The Spark engine can process hierarchical data in Avro, JSON, and Parquet complex files. The Spark engine uses complex data types to represent the native data types for hierarchical data in complex files. For example, a hierarchical data of type record in an Avro file is represented as a struct data type on the Spark engine.
You can develop mappings for the following hierarchical data processing scenarios:
To generate and modify hierarchical data.
To transform relational data to hierarchical data.
To transform hierarchical data to relational data.
To convert data from one complex file format to another. For example, read hierarchical data from an Avro source and write to a JSON target.

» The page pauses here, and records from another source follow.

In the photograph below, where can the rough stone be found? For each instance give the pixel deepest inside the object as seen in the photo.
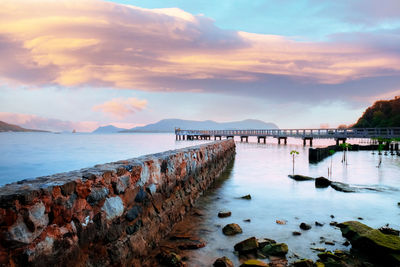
(232, 229)
(82, 218)
(96, 195)
(322, 182)
(113, 207)
(133, 213)
(278, 249)
(223, 262)
(389, 231)
(303, 263)
(342, 187)
(305, 226)
(372, 241)
(246, 246)
(254, 263)
(224, 214)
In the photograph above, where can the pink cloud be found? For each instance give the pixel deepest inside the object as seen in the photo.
(103, 44)
(36, 122)
(121, 107)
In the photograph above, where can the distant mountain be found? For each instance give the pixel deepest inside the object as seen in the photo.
(108, 129)
(6, 127)
(168, 125)
(384, 113)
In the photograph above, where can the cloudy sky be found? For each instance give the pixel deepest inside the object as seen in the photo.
(79, 64)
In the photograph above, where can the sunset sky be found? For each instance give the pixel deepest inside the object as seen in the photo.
(78, 64)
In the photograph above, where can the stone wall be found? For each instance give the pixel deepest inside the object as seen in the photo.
(109, 215)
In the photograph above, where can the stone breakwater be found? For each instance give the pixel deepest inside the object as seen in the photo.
(111, 214)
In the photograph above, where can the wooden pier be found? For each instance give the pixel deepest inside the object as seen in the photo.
(340, 135)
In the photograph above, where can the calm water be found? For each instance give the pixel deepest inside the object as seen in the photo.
(259, 169)
(29, 155)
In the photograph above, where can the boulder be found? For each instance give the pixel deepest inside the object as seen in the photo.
(343, 187)
(262, 242)
(389, 231)
(372, 241)
(232, 229)
(224, 214)
(277, 249)
(223, 262)
(254, 263)
(305, 226)
(322, 182)
(247, 246)
(303, 263)
(298, 177)
(171, 259)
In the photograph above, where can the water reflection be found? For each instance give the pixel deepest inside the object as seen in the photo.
(261, 170)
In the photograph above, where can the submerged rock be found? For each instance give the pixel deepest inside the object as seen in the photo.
(232, 229)
(278, 249)
(389, 231)
(170, 259)
(303, 263)
(224, 214)
(223, 262)
(322, 182)
(342, 187)
(372, 241)
(298, 177)
(247, 245)
(254, 263)
(305, 226)
(262, 242)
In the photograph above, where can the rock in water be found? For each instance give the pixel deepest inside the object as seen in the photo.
(224, 214)
(389, 231)
(305, 226)
(303, 263)
(298, 177)
(372, 241)
(343, 187)
(223, 262)
(232, 229)
(322, 182)
(247, 246)
(278, 249)
(254, 263)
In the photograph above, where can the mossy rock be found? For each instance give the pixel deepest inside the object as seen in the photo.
(254, 263)
(368, 239)
(223, 262)
(278, 249)
(246, 246)
(232, 229)
(303, 263)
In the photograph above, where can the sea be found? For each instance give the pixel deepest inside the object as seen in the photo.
(260, 170)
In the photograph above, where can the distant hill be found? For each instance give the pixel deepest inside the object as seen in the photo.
(168, 125)
(6, 127)
(108, 129)
(384, 113)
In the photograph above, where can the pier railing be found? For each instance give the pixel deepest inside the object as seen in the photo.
(300, 133)
(283, 134)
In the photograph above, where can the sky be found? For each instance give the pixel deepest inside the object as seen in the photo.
(80, 64)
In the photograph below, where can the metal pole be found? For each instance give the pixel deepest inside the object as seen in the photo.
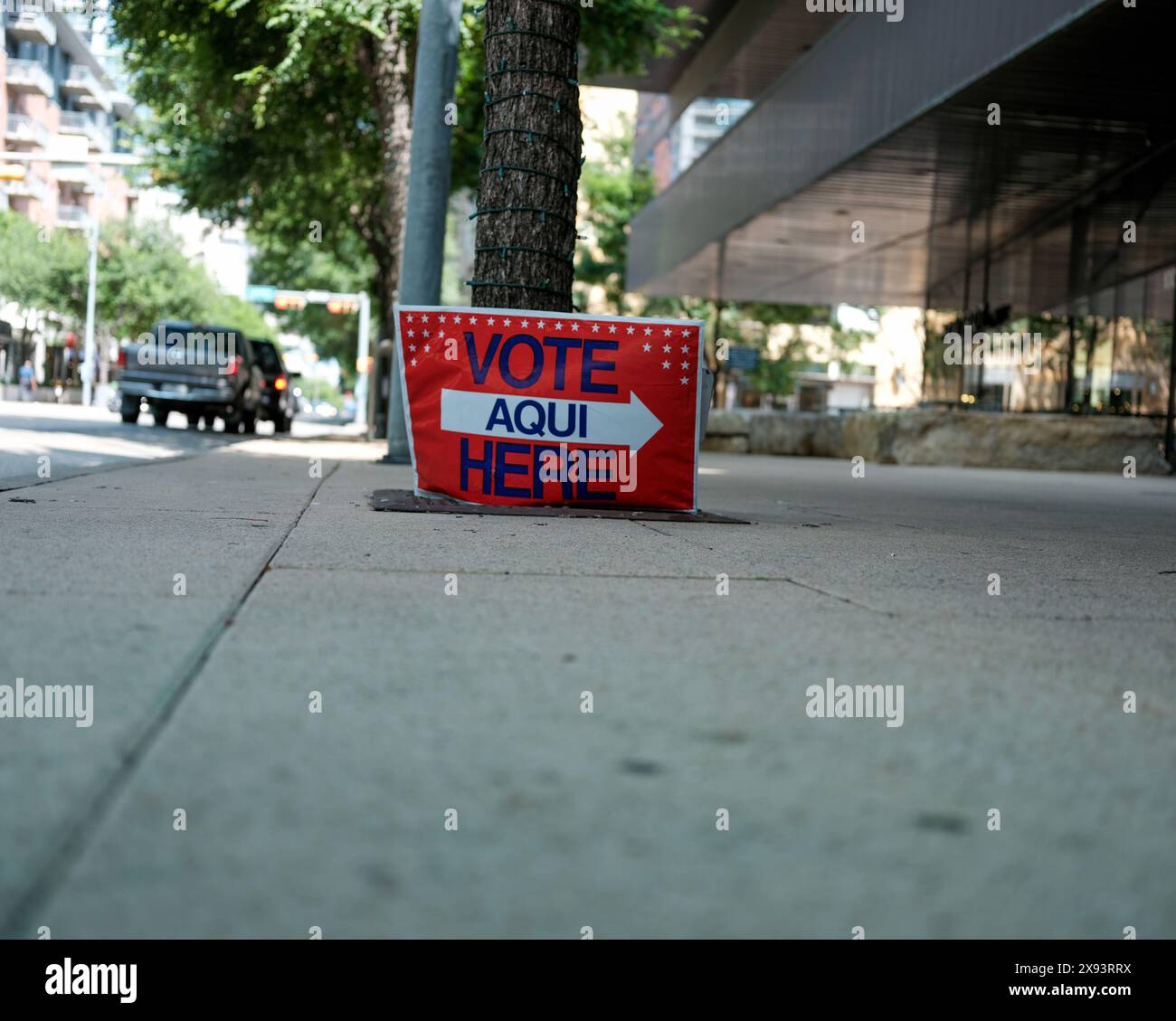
(361, 383)
(428, 184)
(1169, 427)
(87, 376)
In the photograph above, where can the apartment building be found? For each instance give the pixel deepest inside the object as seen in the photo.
(58, 97)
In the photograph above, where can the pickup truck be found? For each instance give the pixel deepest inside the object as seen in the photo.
(203, 371)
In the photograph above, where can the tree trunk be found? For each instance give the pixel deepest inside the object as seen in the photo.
(530, 163)
(384, 61)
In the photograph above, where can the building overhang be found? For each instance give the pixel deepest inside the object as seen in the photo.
(870, 173)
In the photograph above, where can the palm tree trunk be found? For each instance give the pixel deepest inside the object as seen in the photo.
(530, 161)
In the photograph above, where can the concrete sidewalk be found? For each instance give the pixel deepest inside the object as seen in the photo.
(473, 703)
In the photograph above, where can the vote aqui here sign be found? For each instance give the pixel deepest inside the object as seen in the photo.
(552, 408)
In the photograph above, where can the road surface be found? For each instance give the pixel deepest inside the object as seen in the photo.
(454, 785)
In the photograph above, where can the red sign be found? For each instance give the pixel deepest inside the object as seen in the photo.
(544, 407)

To read from and write to complex files, you create complex file data objects. Configure the read and write operations for the complex file data object to project columns as complex data types. Read and Write transformations based on these complex file data objects can read and write hierarchical data.
Configure the following objects and transformation properties in a mapping to process hierarchical data:
Complex ports. To pass hierarchical data in a mapping, create complex ports. You create complex ports by assigning complex data types to ports.
Complex data type definitions. To process hierarchical data of type struct, create or import complex data type definitions that represent the schema of struct data.
Type configuration. To define the properties of a complex port, specify or change the type configuration.
Complex operators and functions. To generate or modify hierarchical data, create expressions using complex operators and functions.
You can also use hierarchical conversion wizards to simplify some of the mapping development tasks.